Continuez à protester vigoureusement, faites ce que vous pouvez pour renverser ce gouvernement diabolique, mais ne prenez pas le nom de démocratie en vain. Vous ne vous battez pas pour la démocratie. Vous vous battez pour un meilleur gouvernement à vos yeux. C’est important, c’est légitime et c’est impressionnant. Mais si vous aviez été démocrates, vous auriez combattu pour un État démocratique, ce qu’Israël n’est pas – et que vous n’êtes pas.

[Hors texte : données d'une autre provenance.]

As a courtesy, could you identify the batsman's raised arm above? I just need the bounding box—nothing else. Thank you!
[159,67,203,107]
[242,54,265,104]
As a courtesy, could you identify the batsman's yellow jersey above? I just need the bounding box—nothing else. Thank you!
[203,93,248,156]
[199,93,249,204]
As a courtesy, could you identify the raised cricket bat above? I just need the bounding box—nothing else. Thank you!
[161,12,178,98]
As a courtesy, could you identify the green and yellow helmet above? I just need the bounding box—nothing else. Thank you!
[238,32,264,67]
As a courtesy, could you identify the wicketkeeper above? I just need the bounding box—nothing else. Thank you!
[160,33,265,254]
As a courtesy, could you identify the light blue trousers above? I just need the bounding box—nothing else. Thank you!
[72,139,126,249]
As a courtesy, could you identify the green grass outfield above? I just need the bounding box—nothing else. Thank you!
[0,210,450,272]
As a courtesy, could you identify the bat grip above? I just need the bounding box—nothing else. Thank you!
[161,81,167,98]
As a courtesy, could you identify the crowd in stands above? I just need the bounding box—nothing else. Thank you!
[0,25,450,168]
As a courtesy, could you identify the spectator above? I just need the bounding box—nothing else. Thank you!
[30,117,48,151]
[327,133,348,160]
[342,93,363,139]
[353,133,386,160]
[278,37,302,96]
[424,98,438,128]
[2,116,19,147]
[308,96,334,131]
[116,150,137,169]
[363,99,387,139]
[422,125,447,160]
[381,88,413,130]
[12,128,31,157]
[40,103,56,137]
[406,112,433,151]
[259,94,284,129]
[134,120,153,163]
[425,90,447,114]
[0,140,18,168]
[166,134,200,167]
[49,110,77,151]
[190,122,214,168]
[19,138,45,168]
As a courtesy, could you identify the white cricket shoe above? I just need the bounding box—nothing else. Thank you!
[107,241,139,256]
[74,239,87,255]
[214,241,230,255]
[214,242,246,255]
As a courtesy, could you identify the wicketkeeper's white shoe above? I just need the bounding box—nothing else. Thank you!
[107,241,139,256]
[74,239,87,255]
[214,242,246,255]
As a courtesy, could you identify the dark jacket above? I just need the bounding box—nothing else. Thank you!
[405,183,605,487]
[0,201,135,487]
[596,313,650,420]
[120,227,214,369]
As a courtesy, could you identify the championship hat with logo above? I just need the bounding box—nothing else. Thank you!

Vous combattez un gouvernement horrible, qu’il faut combattre car il détruit le tissu social à une vitesse terrifiante. Il détruit notre bonne vie, notre économie florissante, la science, la culture, le système juridique et aussi l’armée la plus avancée du monde. Honte, honte, honte. Il doit être combattu; et si vous avez le temps, battez-vous pour la démocratie.

Gédéon Lévi

CND

*Moshe Sneh, Mosze Klaynboym en Pologne en 1909, arrive en Palestine en 1940 et est chef d’état-major de la Haganah de 1941 à 1946. D’abord membre des sionistes généraux (ancêtres du Likoud), il co-fonde avec Ben Gourion le MAPAM (Sociaux-démocrates, qu’il quitte en 1953 lorsque le parti décide de ne plus soutenir l’URSS et rejoint le MAKI (Parti communiste d’Eretz Israël), dont il est le seul et dernier député jusqu’à sa mort en 1972.